A Educação Infantil tem um binômio imprescindível: o cuidar e o educar. Esse binômio é indissociável, principalmente para essa faixa etária. Não existe separação entre essas duas ações. Não pode haver uma professora que ensine a criança a andar, ouvir, falar... e uma pessoa que fique responsável pelos seus cuidados: comida, banho, troca de fraldas....  Para se trabalhar com criança pequena (e creio que com qualquer faixa etária) é preciso ter um  profissional que esteja apto a lidar com tudo o que vier junto.
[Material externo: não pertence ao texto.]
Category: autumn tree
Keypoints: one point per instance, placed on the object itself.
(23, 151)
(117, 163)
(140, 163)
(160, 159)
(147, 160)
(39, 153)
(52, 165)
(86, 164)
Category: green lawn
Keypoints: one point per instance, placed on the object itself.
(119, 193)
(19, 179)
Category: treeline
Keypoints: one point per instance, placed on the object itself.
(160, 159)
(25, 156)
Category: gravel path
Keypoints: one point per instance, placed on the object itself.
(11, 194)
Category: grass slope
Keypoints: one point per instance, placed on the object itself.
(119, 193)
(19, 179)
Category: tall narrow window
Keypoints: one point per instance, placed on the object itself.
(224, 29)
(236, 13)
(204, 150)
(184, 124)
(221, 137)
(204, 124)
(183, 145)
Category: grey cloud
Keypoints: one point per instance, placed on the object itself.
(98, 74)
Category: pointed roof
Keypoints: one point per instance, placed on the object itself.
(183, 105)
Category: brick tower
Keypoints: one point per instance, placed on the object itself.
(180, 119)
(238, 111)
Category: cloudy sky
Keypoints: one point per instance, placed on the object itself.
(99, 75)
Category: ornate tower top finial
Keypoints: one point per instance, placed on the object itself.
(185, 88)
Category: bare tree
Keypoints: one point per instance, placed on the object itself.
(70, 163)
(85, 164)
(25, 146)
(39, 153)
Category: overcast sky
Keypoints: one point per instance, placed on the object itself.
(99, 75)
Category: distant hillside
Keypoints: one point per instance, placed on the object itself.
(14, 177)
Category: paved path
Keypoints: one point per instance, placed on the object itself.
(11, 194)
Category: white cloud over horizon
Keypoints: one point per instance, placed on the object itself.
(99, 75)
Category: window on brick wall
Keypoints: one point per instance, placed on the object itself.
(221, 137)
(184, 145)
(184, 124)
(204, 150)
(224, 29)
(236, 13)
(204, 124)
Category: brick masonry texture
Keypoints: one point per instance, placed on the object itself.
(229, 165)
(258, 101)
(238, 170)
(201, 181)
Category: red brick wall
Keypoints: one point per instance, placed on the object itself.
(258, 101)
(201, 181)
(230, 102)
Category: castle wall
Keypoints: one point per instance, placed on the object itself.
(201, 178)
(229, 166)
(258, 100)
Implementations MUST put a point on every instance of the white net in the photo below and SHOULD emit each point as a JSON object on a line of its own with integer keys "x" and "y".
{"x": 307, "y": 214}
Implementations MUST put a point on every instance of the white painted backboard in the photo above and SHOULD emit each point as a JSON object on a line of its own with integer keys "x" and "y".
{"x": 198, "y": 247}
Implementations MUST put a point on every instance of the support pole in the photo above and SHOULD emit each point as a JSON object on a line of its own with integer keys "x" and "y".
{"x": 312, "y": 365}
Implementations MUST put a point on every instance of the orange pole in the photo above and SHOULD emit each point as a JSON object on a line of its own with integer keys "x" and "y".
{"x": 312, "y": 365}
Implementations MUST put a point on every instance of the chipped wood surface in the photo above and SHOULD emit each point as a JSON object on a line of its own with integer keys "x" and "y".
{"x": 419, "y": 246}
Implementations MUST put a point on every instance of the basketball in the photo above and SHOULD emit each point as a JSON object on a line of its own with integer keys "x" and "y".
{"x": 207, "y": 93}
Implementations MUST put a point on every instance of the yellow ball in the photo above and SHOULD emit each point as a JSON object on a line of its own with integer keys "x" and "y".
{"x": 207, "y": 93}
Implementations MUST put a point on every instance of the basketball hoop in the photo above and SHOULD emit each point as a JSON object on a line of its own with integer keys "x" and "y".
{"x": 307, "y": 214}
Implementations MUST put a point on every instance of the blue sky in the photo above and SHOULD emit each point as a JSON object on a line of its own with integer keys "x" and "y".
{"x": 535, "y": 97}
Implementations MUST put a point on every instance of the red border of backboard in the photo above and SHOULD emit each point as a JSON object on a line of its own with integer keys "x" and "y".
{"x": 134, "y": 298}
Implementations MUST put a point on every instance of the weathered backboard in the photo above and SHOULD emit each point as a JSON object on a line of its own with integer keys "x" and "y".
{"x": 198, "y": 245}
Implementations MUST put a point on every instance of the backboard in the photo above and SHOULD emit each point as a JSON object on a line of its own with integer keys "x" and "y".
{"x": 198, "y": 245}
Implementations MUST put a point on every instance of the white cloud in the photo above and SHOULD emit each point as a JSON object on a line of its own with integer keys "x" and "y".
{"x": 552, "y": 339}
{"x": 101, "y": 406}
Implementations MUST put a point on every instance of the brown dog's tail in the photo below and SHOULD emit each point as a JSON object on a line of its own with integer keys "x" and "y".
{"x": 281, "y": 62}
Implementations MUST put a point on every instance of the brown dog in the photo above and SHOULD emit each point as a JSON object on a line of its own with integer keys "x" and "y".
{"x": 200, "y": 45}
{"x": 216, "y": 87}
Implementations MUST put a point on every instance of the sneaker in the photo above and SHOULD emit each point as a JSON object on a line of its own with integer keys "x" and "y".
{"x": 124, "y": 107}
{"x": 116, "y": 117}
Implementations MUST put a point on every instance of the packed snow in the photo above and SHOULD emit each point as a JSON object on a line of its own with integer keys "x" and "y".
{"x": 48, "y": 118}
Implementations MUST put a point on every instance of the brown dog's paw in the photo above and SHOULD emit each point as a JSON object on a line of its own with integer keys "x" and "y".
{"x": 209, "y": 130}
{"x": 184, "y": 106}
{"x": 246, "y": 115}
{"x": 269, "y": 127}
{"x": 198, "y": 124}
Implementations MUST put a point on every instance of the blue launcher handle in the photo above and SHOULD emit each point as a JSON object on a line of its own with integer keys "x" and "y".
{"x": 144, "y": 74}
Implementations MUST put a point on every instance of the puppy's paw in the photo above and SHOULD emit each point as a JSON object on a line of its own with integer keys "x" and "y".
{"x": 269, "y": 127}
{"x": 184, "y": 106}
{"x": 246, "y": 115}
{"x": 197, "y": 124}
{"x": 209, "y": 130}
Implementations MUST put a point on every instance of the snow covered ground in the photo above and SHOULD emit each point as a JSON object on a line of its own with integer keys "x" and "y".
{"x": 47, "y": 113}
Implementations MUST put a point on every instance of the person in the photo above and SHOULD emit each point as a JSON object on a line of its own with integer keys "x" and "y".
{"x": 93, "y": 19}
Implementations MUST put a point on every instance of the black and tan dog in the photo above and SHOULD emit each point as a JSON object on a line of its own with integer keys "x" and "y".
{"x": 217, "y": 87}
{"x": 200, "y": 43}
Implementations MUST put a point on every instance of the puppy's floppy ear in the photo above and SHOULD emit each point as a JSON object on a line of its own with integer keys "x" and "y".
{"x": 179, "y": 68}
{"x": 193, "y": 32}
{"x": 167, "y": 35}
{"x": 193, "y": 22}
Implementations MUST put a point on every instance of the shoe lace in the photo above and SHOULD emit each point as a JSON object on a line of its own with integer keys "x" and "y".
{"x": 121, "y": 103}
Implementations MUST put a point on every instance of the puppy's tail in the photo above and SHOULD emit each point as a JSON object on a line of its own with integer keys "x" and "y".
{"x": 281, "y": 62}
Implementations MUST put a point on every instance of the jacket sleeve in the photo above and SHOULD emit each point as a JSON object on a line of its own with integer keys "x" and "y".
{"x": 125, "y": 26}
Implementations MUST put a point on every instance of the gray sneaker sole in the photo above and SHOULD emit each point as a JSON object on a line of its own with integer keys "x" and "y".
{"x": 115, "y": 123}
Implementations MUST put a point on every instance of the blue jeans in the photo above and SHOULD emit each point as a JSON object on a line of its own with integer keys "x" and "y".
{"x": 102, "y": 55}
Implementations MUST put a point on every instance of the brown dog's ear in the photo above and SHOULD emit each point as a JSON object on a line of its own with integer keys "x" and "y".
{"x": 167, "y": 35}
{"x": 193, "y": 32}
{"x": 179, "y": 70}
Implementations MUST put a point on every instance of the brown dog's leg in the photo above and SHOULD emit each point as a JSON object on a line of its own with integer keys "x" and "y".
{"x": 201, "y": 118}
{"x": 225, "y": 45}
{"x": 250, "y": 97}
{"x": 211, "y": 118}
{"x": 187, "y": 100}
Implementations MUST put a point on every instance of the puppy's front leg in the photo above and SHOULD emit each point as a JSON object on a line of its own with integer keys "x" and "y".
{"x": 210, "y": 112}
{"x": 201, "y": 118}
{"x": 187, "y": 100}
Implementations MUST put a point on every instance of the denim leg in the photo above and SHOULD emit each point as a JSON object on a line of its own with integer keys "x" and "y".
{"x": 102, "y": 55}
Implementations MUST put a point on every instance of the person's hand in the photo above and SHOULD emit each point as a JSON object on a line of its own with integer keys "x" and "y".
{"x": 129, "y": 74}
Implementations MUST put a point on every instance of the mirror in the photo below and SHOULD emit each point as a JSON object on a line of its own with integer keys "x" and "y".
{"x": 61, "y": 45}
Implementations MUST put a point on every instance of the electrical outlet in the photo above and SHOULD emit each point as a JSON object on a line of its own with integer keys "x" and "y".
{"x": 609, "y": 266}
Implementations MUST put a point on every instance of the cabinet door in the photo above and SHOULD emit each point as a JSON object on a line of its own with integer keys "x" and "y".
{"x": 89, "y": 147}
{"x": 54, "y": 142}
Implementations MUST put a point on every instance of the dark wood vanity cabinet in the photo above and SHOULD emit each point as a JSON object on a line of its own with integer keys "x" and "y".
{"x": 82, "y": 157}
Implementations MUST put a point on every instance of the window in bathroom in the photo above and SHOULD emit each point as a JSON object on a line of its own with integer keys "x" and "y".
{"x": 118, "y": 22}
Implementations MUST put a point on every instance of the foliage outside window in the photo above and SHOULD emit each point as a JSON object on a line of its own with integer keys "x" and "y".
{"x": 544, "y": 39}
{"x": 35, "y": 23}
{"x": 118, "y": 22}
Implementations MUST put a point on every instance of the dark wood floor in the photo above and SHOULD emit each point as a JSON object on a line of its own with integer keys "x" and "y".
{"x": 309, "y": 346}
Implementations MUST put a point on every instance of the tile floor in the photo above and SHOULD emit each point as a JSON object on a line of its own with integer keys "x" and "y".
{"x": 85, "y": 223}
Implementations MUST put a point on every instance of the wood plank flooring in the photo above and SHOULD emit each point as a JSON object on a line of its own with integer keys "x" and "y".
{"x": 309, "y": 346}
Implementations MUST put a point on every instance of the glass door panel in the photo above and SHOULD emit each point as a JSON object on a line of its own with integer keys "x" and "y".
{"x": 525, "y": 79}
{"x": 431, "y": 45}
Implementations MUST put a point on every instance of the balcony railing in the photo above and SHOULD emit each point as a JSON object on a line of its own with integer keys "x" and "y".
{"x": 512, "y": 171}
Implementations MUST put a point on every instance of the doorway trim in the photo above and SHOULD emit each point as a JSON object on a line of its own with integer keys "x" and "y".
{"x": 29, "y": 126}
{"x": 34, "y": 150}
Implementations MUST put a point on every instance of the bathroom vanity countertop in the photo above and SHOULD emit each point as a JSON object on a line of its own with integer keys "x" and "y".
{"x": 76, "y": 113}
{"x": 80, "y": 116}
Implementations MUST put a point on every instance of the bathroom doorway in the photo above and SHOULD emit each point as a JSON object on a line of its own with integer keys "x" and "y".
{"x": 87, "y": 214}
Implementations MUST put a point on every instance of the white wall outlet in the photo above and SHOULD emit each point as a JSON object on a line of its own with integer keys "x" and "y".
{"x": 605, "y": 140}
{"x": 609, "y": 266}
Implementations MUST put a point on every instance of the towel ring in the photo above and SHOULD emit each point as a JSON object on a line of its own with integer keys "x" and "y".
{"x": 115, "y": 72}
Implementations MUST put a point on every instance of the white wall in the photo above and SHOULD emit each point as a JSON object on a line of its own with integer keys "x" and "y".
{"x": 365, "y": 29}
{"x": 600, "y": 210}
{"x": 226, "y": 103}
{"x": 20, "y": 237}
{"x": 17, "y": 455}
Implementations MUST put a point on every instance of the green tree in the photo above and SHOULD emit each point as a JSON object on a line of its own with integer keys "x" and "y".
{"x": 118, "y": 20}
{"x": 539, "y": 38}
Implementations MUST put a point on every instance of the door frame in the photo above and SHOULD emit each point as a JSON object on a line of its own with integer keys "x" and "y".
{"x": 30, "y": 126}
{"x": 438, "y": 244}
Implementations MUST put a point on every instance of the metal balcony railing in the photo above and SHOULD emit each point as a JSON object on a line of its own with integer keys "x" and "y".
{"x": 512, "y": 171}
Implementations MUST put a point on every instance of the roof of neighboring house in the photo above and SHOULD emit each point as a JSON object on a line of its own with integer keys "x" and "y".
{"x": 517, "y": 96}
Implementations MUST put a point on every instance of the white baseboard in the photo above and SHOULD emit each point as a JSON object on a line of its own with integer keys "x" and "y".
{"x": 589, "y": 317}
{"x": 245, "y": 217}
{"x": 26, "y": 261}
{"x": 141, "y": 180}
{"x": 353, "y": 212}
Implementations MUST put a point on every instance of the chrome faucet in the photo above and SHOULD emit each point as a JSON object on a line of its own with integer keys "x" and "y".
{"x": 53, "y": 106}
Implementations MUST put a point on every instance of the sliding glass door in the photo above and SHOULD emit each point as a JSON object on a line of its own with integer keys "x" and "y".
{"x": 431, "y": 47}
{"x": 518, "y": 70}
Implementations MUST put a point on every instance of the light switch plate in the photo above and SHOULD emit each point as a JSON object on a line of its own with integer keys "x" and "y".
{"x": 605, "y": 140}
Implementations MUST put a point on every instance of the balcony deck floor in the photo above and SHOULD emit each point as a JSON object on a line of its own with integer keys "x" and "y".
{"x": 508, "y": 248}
Em muitos locais deste país, independente de ser rede pública ou privada, existe uma professora responsável pela educação e uma auxiliar (normalmente sem necessidade de formação específica) que fica responsável pelo “resto”. E o que é pior, legitimado pelo poder público que tem a responsabilidade de fazer cumprir a tal de LDB e corroborado por pais e comunidade em geral.


Muitas vezes ouço mães e pais de crianças pequenas estufarem o peito e dizerem com orgulho: “...meu (minha) filho(a) já está aprendendo o alfabeto na “escolinha...”; “...ele(a) tem aula de inglês, já aprendeu as cores precisa ver que gracinha!”; “...minha filha trouxe lição de casa. Precisa ver que lindo que é quando ela senta e começa a pintar a lição do número um...”; ou, “Na escola tal eles ensinam as crianças com computador”.


Me dá uma vontade louca dizer pra eles: Seu (sua) filho(a) precisa é BRINCAR!!!! Precisa mexer com água, areia, pedrinhas pauzinhos, folhas, tintas...! Ouvir histórias e causos, construir/destruir brinquedos, brincar com panela, martelo e alicate, comer fruta inteira, de preferência do pé! Precisa perguntar muitos por quês! Se ele(a) não fizer isso agora (quando pequeno/a), vai ter dificuldade quando for grande!  


Já fiz isso algumas vezes, fui até ridicularizada  e chamada de antiquada. Hoje limito-me a ouvir e pensar: lá vai mais uma criança pra fábrica dos enlatados (analogia ao filme “The Wall”, animação musical de 1982, dirigida por Alan Parker, baseada no álbum honômino do Pink Floyd – por sinal, excelente).


Por essa razão uso esses “Canteiros” para lançar a semente: vamos deixar a Infância recheada de coisas próprias dela para nutrir os pequenos com vivências e experiências e por quês, ai sim, quem sabe eles tenham paixão para conhecer o mundo!